The Conceptual Physics series is designed to make scientific concepts more accessible to parents and teachers. The hope is that a greater understanding on our part will lead to more and better information for children at a young age so that they might begin to develop an interest in science and the wonders of the world around them. The author explains that the current emphasis in education seems to be on the process of how we came to understand certain things and that many students leave school without understanding basic concepts of gravity, motion, etc. His book is an attempt to remedy that situation.

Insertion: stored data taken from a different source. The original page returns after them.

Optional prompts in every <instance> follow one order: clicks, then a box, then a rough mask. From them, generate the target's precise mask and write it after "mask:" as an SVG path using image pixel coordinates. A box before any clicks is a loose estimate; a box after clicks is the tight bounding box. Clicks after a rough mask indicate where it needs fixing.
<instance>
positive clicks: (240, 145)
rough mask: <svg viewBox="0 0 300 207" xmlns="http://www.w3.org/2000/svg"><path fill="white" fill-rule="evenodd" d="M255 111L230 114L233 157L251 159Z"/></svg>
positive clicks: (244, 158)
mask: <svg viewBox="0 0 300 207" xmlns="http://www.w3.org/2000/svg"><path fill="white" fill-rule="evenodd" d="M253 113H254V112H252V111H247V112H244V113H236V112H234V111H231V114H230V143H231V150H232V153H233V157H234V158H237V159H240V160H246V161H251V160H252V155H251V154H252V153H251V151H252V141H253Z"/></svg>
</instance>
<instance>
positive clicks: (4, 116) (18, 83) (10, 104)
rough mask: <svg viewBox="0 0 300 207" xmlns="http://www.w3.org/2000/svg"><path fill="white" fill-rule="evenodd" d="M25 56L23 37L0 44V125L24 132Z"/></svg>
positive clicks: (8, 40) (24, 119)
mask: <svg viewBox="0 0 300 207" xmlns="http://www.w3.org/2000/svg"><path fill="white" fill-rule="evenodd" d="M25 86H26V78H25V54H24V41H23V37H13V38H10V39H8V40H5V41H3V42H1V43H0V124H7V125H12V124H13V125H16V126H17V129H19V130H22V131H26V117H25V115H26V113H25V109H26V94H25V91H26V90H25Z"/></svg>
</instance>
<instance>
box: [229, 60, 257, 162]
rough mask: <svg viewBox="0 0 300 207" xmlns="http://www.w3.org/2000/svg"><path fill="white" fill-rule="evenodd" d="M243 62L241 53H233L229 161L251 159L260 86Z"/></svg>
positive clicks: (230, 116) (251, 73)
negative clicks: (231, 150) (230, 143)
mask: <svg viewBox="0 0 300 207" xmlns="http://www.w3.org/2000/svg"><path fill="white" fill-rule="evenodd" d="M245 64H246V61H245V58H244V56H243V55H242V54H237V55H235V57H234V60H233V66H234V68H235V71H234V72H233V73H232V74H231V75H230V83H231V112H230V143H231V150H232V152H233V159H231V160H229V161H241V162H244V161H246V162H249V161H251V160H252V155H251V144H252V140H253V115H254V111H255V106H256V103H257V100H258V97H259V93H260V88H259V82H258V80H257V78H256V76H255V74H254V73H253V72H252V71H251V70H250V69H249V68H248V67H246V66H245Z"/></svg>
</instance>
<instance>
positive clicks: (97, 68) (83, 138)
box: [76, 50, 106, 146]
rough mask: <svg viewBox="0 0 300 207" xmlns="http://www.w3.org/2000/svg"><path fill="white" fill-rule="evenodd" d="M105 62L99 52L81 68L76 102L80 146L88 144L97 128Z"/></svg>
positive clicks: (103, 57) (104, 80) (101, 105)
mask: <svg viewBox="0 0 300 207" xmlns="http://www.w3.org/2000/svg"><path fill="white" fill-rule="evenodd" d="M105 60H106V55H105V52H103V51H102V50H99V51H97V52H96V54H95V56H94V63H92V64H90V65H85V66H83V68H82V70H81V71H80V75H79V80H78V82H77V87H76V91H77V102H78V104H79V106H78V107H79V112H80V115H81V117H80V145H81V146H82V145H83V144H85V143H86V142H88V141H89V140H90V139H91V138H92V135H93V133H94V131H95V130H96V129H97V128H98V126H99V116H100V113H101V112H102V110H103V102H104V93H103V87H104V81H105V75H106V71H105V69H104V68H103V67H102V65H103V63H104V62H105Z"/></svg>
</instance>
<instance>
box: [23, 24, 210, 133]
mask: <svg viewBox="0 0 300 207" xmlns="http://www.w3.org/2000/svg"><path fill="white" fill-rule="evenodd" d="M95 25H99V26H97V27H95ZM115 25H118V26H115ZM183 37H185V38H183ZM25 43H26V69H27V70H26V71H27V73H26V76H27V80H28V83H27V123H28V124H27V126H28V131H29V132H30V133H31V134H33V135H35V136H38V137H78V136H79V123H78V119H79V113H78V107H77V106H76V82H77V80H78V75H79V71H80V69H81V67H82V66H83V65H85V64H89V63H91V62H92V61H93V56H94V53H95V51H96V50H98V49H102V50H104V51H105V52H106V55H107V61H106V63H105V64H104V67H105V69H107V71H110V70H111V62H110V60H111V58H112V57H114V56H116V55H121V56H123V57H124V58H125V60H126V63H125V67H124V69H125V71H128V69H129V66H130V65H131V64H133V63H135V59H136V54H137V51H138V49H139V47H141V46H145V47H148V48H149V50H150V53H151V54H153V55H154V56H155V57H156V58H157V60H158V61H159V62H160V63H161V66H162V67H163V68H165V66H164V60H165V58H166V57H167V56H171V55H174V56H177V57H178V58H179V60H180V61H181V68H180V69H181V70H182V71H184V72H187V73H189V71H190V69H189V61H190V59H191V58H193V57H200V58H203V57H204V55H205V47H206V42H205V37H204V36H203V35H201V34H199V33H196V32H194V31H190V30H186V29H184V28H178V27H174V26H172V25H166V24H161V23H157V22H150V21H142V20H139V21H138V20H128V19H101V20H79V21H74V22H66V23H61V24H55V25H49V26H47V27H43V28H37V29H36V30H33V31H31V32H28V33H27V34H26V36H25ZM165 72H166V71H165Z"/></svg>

I think the author does a commendable job at fulfilling this task. Although he introduces readers to the mathematical expressions used to describe certain concepts, his emphasis is on helping the reader to understand the concepts themselves. Mr. Hewitt has given the book a great deal of personality. Rather than being very "textbook-like", studying the book has more of the feel of going through the basics with a good highschool teacher – humor, interesting tidbits, etc. His explanations, profuse "real-life examples" and an ability to anticipate common misunderstandings do make these concepts accessible. I'm not going to pretend that working your way through this book is a breeze. For a rather non-scientific person like myself it required a bit of determination, particularly in getting started. However, once I got into the book a bit, I found it both engaging and interesting. The author clearly wants to make you think rather than simply filling you head with information. At one point he even mentions that "Good teaching isn't providing answers–it's asking good questions." Like any good teacher, he challenges you while keeping you interested. There are little question and answer sections scattered through the text to ensure that you're staying on track (I'm happy to say that I was able to answer most of these correctly). I especially enjoyed the experiments. They are simple enough to try at a moment's notice and even my children, who are ages six and under, were delighted to try them out with me. These experiments led to a lot of "ooh"s and "wow"s and some good discussions around the dinner table. Clearly, in my family, the aim of the author was accomplished.
The book covers a substantial quantity of information, including the following concepts: equilibrium, vectors, tension, motion, speed, velocity, acceleration, free-fall, mass, weight, force, friction, pressure, momentum, bouncing, energy, work, power, efficiency, rotational motion, torque, center of gravity, stability, and gravity. He frequently relates these concepts to interesting, "real-life" situations such as calculating the "hang-time" of basketball players, explaining how people can walk on broken glass or lie on a bed of nails without getting hurt, why long poles help tightrope walkers balance, how gravity causes tides and even a bit about black holes. Obviously this is a lot of material to cover in a book of 179 pages. He doesn't explain the entire history of how we've come to understand each concept, but focuses on helping the student understand how these concepts work based on scientific research to date. Anyone who studies the book will have a much greater understanding of physics than the average American. For some this may even be a springboard for a much greater interest in Science.
The only real problem I had with the technical chapters of the book (1 – 8) is a slightly belittling tone the author takes toward Aristotle. It comes in the context of Galileo and Newton's advances in understanding motion which revolutionized the beliefs of their day which had originated with Aristotle. I think it's largely due to his informal style and probably not intentional, but I think it's a point worthy of mention. I want to instill in my children a respect for the great thinkers of the past. It's easy for us today to become arrogant about our technological advances, but I think we need to remember how much of our progress today would have been impossible without those who preceeded us.
The final chapter (9) is entitled "On Science." Here the author presents some of his philosophies about what science is. He also makes some very useful distinctions about the meanings of words in a scientific context as compared to "ordinary speech". I thought his explanations about the attitudes required of a good scientist were very helpful. There is a lot of very good food for thought in this chapter and some particularly excellent quotes. One of my favorites was, "In your education it is not enough to be aware that other people may try to fool you; it is more important to be aware of your own tendency to fool yourself." (People would do well to consider that idea in any profession!) I was impressed with his sincerity and surprised by how well he presented the idea of the complementarity of science and religion (for a secular text). This was particularly enhanced by a quote of Einstein's he includes: "Science without religion is deaf; religion without science is blind." We Catholics aren't afraid of science. We believe that faith and reason work together. (An abundance of excellent reading material on this topic can be found on the Internet. I recommend the website: Creation, Creationism and Empirical Theistic Arguments and Pope John Paul II's encyclical On Faith and Reason (Fides et Ratio).)